Citizen science on Hive - detector effects and event reconstruction
This week coincides with the third episode of our citizen science adventure on Hive. We have up to now first dealt with the installation of the MG5aMC software, which allows for computer simulations of particle collisions such as those ongoing at CERN’s Large Hadron Collider (the LHC). Then, we have moved on with a tutorial on the manner to use this program, which allowed us to simulate collisions describing the production of a pair of top-antitop quarks at the LHC. This is what we consider as our “toy signal” for the moment.
The current blog is dedicated to the natural next step: analysing this toy signal and its properties. This requires the installation of a new piece of software called MadAnalysis5 and some of its optional dependencies. Moreover, we plan to additionally use this package to investigate a bit what lies in our top-antitop signal. A full study is left for the upcoming episode, in two weeks from now.
Before dealing with the tasks of this week, I would like to shed some light on the 15 contributions to the project emerging from Hive community members, and on the amazing reports about their work that have been shared on chain.
- Episode 1 (getting started): We got seven reports from agreste, eniolw, gentleshaid, mengene, metabs, servelle and travelingmercies. The work of @metabs is in particular an excellent documentation on how to get started with a Windows system through a virtual machine.
- Episode 2 (top-antitop production at the LHC): We got eight reports from agreste, eniolw, gentleshaid, isnochys, mengene, metabs, servelle and travelingmercies.
Following the particle physics tradition, the lists above are alphabetically ordered. If you are a newcomer to this project and are interested in joining us, it is never too late to start from the beginning and move forward. Each episode is expected to take a few hours of your time, not more, and we are eagerly looking forward to reports about your work (to be posted with the #citizenscience tag).
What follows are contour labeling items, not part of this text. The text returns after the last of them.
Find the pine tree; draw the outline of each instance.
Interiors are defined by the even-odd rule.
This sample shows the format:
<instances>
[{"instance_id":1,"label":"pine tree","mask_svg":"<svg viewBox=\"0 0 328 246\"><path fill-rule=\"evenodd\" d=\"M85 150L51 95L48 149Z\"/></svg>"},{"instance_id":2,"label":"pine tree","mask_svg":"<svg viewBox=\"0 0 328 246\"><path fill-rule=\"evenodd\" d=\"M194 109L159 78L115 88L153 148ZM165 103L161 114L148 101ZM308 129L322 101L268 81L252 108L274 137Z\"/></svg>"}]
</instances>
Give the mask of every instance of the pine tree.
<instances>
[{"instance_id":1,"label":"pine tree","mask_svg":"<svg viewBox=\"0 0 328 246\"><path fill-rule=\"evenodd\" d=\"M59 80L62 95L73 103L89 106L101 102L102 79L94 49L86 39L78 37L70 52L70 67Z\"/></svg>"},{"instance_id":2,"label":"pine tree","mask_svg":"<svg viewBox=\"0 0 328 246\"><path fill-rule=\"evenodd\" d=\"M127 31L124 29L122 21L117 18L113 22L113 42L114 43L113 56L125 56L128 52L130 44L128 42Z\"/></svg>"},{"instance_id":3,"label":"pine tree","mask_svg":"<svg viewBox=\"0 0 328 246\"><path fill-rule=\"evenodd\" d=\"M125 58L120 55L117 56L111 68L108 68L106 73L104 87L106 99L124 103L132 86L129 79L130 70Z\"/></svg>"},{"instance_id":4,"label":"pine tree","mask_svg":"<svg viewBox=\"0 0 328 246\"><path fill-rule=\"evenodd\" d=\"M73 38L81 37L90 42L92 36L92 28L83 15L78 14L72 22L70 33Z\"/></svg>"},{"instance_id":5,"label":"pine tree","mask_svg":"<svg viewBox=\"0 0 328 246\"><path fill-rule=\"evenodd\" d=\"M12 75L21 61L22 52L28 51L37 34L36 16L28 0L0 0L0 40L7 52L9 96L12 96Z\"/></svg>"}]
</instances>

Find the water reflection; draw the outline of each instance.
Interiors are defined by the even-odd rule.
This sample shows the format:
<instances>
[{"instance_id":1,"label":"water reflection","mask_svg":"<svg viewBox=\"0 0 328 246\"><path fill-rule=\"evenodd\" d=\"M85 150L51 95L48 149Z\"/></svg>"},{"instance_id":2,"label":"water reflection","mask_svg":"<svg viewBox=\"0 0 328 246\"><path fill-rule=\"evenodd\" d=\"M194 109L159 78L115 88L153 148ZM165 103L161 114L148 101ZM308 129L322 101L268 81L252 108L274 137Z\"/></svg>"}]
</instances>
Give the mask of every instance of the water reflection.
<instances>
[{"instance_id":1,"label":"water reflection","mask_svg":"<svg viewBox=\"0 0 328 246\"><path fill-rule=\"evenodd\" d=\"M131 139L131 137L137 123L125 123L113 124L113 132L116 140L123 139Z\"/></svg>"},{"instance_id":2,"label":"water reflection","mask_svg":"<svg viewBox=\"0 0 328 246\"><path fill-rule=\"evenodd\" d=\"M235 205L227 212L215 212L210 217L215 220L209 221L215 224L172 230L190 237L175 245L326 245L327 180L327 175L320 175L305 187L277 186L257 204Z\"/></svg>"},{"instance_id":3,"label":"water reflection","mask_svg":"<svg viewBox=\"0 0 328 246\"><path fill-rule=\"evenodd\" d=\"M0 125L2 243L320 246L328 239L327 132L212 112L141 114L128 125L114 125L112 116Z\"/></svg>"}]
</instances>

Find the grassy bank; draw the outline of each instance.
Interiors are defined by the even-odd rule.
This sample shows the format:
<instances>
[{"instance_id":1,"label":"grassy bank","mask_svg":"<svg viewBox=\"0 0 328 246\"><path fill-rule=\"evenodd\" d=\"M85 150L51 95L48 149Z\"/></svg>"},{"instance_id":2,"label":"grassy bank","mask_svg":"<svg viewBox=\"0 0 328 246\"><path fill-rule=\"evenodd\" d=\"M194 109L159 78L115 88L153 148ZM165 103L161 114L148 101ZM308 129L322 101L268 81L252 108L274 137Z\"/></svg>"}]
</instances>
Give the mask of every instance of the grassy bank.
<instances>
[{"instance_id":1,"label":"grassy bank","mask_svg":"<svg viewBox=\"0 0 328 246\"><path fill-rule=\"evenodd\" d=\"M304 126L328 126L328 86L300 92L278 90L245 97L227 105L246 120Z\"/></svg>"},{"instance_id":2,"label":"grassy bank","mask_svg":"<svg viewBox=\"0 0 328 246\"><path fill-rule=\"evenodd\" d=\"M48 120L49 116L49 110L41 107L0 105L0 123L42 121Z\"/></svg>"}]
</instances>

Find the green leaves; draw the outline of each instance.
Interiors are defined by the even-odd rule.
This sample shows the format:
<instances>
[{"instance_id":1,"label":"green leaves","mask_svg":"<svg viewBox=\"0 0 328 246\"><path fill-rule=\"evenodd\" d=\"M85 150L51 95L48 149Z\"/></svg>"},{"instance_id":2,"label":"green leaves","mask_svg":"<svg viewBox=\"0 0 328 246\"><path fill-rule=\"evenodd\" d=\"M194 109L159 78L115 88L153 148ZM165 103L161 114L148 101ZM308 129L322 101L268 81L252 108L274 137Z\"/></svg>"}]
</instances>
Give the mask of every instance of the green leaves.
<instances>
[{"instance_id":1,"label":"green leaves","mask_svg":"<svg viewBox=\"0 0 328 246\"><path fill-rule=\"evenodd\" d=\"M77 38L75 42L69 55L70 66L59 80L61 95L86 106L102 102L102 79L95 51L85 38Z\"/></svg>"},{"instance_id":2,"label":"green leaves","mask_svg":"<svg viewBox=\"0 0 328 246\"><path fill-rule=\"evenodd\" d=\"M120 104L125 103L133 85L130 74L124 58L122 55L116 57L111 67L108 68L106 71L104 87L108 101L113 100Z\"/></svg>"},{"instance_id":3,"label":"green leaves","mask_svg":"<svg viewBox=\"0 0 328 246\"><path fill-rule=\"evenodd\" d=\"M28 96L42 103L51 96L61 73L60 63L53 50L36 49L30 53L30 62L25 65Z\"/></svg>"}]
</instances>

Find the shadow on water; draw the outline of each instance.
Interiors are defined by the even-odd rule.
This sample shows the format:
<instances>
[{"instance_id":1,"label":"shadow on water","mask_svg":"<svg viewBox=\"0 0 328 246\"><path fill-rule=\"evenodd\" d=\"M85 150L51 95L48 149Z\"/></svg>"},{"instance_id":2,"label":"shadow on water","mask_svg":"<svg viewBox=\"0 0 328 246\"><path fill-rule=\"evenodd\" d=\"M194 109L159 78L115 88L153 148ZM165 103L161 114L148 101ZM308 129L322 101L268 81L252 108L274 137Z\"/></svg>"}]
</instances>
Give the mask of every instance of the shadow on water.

Before moving on, I acknowledge all participants to this project and supporters from our community: @agmoore, @agreste, @aiovo, @alexanderalexis, @amestyj, @darlingtonoperez, @eniolw, @firstborn.pob, @gentleshaid, @isnochys, @ivarbjorn, @linlove, @mengene, @mintrawa, @robotics101, @servelle, @travelingmercies and @yaziris. Please let me know if you want to be added or removed from this list.
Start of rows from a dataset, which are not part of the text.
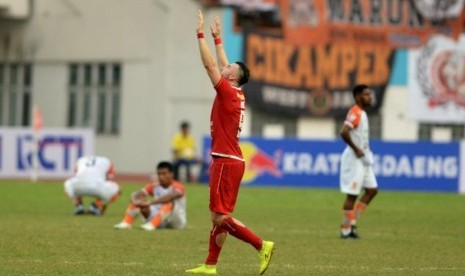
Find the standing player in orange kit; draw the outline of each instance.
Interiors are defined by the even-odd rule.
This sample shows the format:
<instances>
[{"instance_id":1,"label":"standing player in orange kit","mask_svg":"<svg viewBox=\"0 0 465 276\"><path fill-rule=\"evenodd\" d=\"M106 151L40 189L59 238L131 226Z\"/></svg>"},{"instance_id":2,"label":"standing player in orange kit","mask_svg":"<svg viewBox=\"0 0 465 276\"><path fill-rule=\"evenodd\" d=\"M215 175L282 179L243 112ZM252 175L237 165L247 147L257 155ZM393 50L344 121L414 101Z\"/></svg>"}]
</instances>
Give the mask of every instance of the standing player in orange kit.
<instances>
[{"instance_id":1,"label":"standing player in orange kit","mask_svg":"<svg viewBox=\"0 0 465 276\"><path fill-rule=\"evenodd\" d=\"M341 156L341 192L346 194L343 206L341 238L358 239L356 223L368 204L378 193L373 171L373 153L370 150L370 131L365 110L372 104L372 90L364 84L352 91L355 105L347 113L341 137L347 144ZM356 203L361 191L363 196Z\"/></svg>"},{"instance_id":2,"label":"standing player in orange kit","mask_svg":"<svg viewBox=\"0 0 465 276\"><path fill-rule=\"evenodd\" d=\"M274 243L264 241L242 222L230 216L234 211L237 194L244 175L244 158L239 148L239 134L244 121L245 97L240 88L249 79L249 69L242 62L229 63L221 41L221 22L215 17L215 62L204 38L203 15L198 12L197 38L203 66L215 88L216 96L210 116L212 138L210 167L210 211L213 228L205 264L186 272L216 274L216 263L229 233L249 243L259 253L260 274L265 273L274 251Z\"/></svg>"}]
</instances>

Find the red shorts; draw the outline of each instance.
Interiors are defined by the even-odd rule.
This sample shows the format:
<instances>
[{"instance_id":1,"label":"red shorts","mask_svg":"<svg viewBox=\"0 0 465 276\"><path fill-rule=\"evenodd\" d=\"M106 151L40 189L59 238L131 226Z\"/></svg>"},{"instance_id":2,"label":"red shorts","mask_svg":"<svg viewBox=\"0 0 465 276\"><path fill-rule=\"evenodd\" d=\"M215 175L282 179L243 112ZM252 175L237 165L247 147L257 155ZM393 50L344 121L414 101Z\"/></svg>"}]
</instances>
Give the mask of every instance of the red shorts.
<instances>
[{"instance_id":1,"label":"red shorts","mask_svg":"<svg viewBox=\"0 0 465 276\"><path fill-rule=\"evenodd\" d=\"M210 211L228 215L234 211L245 163L213 157L210 166Z\"/></svg>"}]
</instances>

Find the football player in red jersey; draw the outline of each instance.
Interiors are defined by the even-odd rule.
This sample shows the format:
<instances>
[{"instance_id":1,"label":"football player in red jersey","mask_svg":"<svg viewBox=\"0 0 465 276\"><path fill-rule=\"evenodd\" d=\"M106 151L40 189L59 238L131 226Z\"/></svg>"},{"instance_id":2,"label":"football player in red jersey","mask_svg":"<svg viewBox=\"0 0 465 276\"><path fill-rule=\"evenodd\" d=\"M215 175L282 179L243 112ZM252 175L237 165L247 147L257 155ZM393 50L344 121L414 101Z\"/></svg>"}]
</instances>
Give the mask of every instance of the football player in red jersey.
<instances>
[{"instance_id":1,"label":"football player in red jersey","mask_svg":"<svg viewBox=\"0 0 465 276\"><path fill-rule=\"evenodd\" d=\"M210 27L218 63L208 48L203 27L203 15L199 11L196 31L200 57L216 91L210 116L212 163L209 207L213 228L205 264L186 272L216 274L218 256L229 233L251 244L258 251L260 274L263 274L273 255L274 243L264 241L242 222L230 216L234 211L245 169L244 158L239 148L239 134L245 112L245 97L240 86L248 81L250 73L242 62L229 63L221 40L221 22L218 17L215 17L215 27Z\"/></svg>"}]
</instances>

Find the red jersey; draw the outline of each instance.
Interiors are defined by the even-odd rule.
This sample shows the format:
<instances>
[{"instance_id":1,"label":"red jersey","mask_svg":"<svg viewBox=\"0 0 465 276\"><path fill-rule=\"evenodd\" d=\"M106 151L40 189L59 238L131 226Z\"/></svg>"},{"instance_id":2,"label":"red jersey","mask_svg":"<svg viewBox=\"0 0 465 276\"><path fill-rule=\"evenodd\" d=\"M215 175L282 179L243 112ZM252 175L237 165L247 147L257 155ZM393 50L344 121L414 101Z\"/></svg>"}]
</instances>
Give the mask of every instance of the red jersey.
<instances>
[{"instance_id":1,"label":"red jersey","mask_svg":"<svg viewBox=\"0 0 465 276\"><path fill-rule=\"evenodd\" d=\"M242 90L221 78L210 115L211 155L244 161L239 135L244 123L245 97Z\"/></svg>"}]
</instances>

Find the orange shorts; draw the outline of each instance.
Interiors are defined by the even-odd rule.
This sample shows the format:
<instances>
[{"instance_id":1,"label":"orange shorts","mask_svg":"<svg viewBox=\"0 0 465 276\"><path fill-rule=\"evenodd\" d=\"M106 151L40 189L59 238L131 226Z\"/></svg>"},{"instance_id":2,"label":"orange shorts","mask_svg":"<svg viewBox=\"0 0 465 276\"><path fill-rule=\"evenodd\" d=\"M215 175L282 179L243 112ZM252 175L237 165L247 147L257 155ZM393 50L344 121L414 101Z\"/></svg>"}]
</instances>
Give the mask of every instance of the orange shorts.
<instances>
[{"instance_id":1,"label":"orange shorts","mask_svg":"<svg viewBox=\"0 0 465 276\"><path fill-rule=\"evenodd\" d=\"M212 158L210 211L224 215L234 211L244 170L244 161L223 157Z\"/></svg>"}]
</instances>

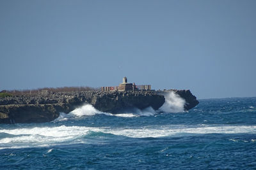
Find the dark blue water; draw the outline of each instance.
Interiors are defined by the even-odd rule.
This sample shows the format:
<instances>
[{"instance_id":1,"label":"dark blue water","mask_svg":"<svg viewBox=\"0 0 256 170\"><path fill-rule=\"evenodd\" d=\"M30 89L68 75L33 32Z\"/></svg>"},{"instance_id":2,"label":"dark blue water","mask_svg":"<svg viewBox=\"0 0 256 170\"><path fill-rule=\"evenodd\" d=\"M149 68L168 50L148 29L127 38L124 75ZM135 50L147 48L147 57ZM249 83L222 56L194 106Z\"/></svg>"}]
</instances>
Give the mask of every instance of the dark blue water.
<instances>
[{"instance_id":1,"label":"dark blue water","mask_svg":"<svg viewBox=\"0 0 256 170\"><path fill-rule=\"evenodd\" d=\"M0 148L1 169L255 169L256 97L175 113L87 106L50 123L0 125Z\"/></svg>"}]
</instances>

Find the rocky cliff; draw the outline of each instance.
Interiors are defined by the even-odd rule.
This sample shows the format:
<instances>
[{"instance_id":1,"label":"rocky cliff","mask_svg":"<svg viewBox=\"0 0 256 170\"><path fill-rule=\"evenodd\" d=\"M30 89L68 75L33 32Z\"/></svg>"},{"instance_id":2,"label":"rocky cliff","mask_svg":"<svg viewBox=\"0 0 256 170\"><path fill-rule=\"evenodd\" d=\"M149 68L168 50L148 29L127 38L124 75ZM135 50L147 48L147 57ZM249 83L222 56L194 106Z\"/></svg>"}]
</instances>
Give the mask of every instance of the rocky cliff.
<instances>
[{"instance_id":1,"label":"rocky cliff","mask_svg":"<svg viewBox=\"0 0 256 170\"><path fill-rule=\"evenodd\" d=\"M187 110L198 104L189 90L174 91L186 100ZM0 123L47 122L58 118L60 112L68 113L88 103L104 112L118 113L124 108L159 108L164 103L167 91L76 92L58 92L47 96L15 96L0 99Z\"/></svg>"}]
</instances>

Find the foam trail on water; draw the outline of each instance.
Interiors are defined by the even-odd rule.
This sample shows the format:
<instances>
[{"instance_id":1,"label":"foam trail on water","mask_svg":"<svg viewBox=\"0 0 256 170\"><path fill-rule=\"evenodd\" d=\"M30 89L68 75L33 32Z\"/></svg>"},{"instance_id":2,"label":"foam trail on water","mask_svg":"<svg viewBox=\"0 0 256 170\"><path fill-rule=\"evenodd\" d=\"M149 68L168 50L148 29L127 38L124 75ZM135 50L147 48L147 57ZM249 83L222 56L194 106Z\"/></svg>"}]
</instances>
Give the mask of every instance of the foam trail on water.
<instances>
[{"instance_id":1,"label":"foam trail on water","mask_svg":"<svg viewBox=\"0 0 256 170\"><path fill-rule=\"evenodd\" d=\"M92 105L86 104L80 108L75 109L68 114L60 113L59 117L55 119L54 122L65 121L70 118L79 118L83 117L93 116L97 114L120 117L138 117L140 116L153 116L156 113L156 111L152 107L148 107L143 110L134 108L132 108L131 110L127 110L127 111L121 112L118 114L113 114L100 111L95 109Z\"/></svg>"},{"instance_id":2,"label":"foam trail on water","mask_svg":"<svg viewBox=\"0 0 256 170\"><path fill-rule=\"evenodd\" d=\"M159 109L159 111L166 113L183 112L186 101L174 92L170 92L164 94L165 103Z\"/></svg>"},{"instance_id":3,"label":"foam trail on water","mask_svg":"<svg viewBox=\"0 0 256 170\"><path fill-rule=\"evenodd\" d=\"M111 113L97 110L91 104L85 104L83 106L75 109L68 114L60 113L59 117L55 119L54 122L68 120L70 118L81 118L84 116L93 116L96 114L112 115Z\"/></svg>"},{"instance_id":4,"label":"foam trail on water","mask_svg":"<svg viewBox=\"0 0 256 170\"><path fill-rule=\"evenodd\" d=\"M0 139L0 149L6 148L26 148L49 146L67 143L90 143L92 132L102 132L129 138L161 138L166 136L182 136L193 134L256 134L255 125L223 125L198 127L198 125L153 125L136 128L93 127L86 126L40 127L0 129L0 133L6 133L6 137ZM88 136L89 137L88 137ZM252 139L255 141L255 139ZM93 141L93 143L95 141ZM52 150L49 150L49 152Z\"/></svg>"}]
</instances>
[Credits: geralt (Pixabay)]
Getting started with MadAnalysis 5 - task 1
In the previous episode, we simulated 10,000 proton-proton collisions such as those on-going at the LHC. In our simulation setup, we enforced that a pair of well-defined particles were produced, one top quark and one top antiquark. We obtained an output file with simulated collisions,
tag_1_pythia8_events.hepmc.gz, that weighted about 800-900 MB.
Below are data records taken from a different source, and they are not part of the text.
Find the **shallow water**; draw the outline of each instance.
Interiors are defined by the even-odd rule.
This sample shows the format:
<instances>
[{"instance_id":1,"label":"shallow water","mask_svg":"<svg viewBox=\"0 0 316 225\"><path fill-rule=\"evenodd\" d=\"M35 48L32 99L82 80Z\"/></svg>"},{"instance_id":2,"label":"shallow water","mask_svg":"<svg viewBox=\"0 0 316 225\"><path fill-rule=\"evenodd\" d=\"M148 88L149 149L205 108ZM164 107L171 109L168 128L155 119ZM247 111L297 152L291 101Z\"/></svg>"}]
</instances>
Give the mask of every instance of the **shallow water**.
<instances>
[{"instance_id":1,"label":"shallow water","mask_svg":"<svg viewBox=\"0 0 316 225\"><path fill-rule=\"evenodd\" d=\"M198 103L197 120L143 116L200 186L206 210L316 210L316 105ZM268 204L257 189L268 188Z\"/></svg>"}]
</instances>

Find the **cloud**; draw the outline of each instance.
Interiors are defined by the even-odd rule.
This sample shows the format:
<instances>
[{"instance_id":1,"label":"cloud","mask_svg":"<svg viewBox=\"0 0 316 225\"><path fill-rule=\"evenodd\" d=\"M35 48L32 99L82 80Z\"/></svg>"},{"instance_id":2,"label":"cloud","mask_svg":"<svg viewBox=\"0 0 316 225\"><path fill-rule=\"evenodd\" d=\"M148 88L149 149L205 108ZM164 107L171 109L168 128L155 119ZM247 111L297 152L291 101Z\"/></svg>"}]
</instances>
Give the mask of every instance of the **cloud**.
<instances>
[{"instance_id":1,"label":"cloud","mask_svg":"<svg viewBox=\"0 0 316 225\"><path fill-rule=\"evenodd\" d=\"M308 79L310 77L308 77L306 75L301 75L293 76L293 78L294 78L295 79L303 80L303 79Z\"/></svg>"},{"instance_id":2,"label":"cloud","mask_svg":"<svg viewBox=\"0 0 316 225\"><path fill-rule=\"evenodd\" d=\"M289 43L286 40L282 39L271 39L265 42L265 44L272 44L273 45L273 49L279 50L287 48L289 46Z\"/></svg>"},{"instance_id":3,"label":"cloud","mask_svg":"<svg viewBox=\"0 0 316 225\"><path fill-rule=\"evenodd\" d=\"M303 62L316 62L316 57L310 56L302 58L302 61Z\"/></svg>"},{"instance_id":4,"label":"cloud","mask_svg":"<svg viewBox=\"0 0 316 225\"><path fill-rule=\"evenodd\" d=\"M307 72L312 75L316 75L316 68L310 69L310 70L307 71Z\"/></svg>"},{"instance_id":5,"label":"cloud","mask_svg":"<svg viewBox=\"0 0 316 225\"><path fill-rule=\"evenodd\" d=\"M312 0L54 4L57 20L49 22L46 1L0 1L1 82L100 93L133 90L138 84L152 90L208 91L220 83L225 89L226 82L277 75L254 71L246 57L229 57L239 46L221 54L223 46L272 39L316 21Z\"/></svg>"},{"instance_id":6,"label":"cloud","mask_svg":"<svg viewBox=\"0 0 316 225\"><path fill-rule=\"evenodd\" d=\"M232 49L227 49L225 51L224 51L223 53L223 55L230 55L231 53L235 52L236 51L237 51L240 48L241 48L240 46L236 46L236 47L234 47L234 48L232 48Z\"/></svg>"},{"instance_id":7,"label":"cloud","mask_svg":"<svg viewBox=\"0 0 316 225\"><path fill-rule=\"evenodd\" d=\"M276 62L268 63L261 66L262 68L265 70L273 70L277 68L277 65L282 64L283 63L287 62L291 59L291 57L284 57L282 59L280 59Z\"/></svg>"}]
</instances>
Such a huge size is related to all phenomena occurring in high-energy particle collisions. These include the decay of all produced heavy objects, radiation by virtue of the strong interaction (one of the three fundamental forces) and hadronisation processes (the formation of composite subatomic particles made of quarks and antiquarks). For more information, you may consider checking out this older post, or even this one.
A 800-900 MB file is not something practical to use for a study. Even if information is encoded in a text-based format, it is very unpractical for any purpose. You can convince yourself by unpacking the file (executing
tar xf tag_1_pythia8_events.hepmc.gz in the folder where the file is located) and by checking out its content (assuming your computer is good enough to open a 900 MB text file). However, you don’t have to absolutely do this.
From the properties of this file, we know in advance that the 900MB messy picture can be compactified by using reconstructed higher-level objects. This was detailed in this recent blog, in which I have also covered detector simulations.
This is what we will do today.
In order to allow for the simulation of particle physics detectors such as those of the LHC, we plan to use the MadAnalysis5 software. This program moreover allows us to reconstruct the final state of a simulated collision.
This means that we can start from the heavy 900MB file with the entire information, and then replace the hundreds of produced particles by a small number of higher-level objects like electrons, muons, jets, photons and missing energy. I recall that a jet is an object containing a collimated set of dozens (or sometimes even hundreds) of strongly-interacting particles (see here for more information).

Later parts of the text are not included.